C’est ce qui s’est passé avec WaterDetect, un outil d’identification de l’eau dans les images satellites. Mauricio Cordeiro, scientifique de données géospatiales et programmeur au Laboratoire Gosciences Environnement Toulouse en France, a relancé le logiciel moribond au début de son projet de doctorat, passant environ quatre à six mois à le faire fonctionner. Maintenant dans la dernière année de son doctorat, Cordeiro consacre toujours une énergie considérable au programme. Mais après avoir obtenu son diplôme, il dit qu’il n’aura pas le temps de résoudre les problèmes qui se posent et qu’il n’y a personne dans son laboratoire qui puisse prendre en charge le projet à sa place. Le problème persiste, dit-il.
Maintenant, une initiative de financement espère aider à alléger ce fardeau.
En janvier, Schmidt Futures, une organisation philanthropique axée sur la science et la technologie fondée par l’ancien directeur général de Google Eric Schmidt et sa femme Wendy, a lancé le Virtual Institute for Scientific Software (VISS), un réseau de centres répartis dans quatre universités aux États-Unis et Le Royaume-Uni. Chaque institution embauchera environ cinq ou six ingénieurs, explique Stuart Feldman, scientifique en chef de Schmidt Futures, avec un financement généralement sur cinq ans et révisé chaque année. Dans l’ensemble, Schmidt Futures investit 40 millions de dollars dans le projet, ce qui en fait l’un des plus importants investissements philanthropiques dans ce domaine.

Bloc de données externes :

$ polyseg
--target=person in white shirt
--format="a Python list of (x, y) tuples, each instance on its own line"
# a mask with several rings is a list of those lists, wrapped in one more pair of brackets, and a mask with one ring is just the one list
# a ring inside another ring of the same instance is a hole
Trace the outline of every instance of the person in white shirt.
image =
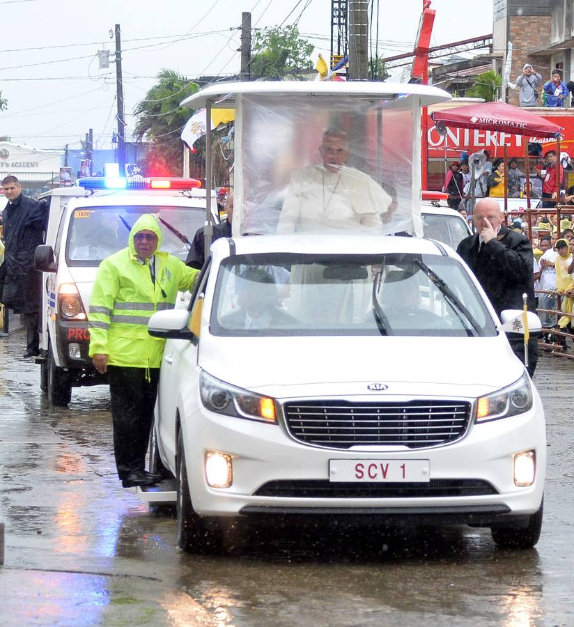
[[(556, 268), (554, 266), (557, 251), (552, 247), (550, 238), (543, 238), (540, 240), (539, 247), (544, 251), (538, 261), (540, 265), (539, 290), (556, 289)], [(557, 297), (552, 294), (540, 294), (538, 308), (541, 309), (555, 309)], [(540, 313), (540, 319), (543, 327), (552, 327), (556, 324), (555, 316), (545, 311)]]
[(368, 230), (382, 232), (391, 196), (368, 174), (346, 165), (346, 134), (327, 129), (319, 153), (320, 164), (295, 172), (283, 203), (277, 233)]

L’objectif est de surmonter une culture de négligence relative dans le milieu universitaire pour les logiciels scientifiques open source, dit Feldman, ajoutant que le soutien au génie logiciel est un élément de ligne, tout comme le carburant dans des organisations telles que la NASA. C’est seulement dans l’environnement des laboratoires de recherche universitaires où cela est accessoire, dit-il.
Feldman précise que les ingénieurs de VISS soutiendront principalement les chercheurs existants de Schmidt Futures qui ont désespérément besoin d’un bon logiciel, plutôt que d’accepter de nouveaux lauréats. Mais l’espoir est qu’ils pourront apporter leur expertise plus largement.
L’institut financera initialement des projets à l’Université de Cambridge, au Royaume-Uni ; l’Université de Washington à Seattle ; l’Université Johns Hopkins à Baltimore, Maryland ; et le Georgia Institute of Technology (Georgia Tech) à Atlanta. C’est encore tôt, mais plusieurs projets logiciels sont déjà en attente d’assistance, dit Feldman. L’un implique un système de gestion des données pour fournir aux chercheurs et aux décideurs un accès aux données gouvernementales confidentielles ; un autre analysera les données d’un radiotélescope proposé.
À Cambridge, les ressources de VISS aideront à réécrire le logiciel derrière le projet Scale Aware Sea Ice afin de mieux modéliser l’impact du changement climatique sur la glace de mer. Georgia Tech évalue plusieurs projets, dont l’assistant de recherche écologique virtuel, qui simule les changements écologiques. Pendant ce temps, l’Université de Washington a été inondée de demandes de chercheurs qui disent avoir besoin d’aide en ingénierie, explique Sarah Stone, une scientifique des données à l’université qui aide à coordonner son centre VISS. Washington cherche à embaucher un responsable, un adjoint et cinq ingénieurs logiciels principaux. Ils vont des diplômés fraîchement sortis de leurs programmes de premier cycle aux vétérans de l’industrie depuis plusieurs années.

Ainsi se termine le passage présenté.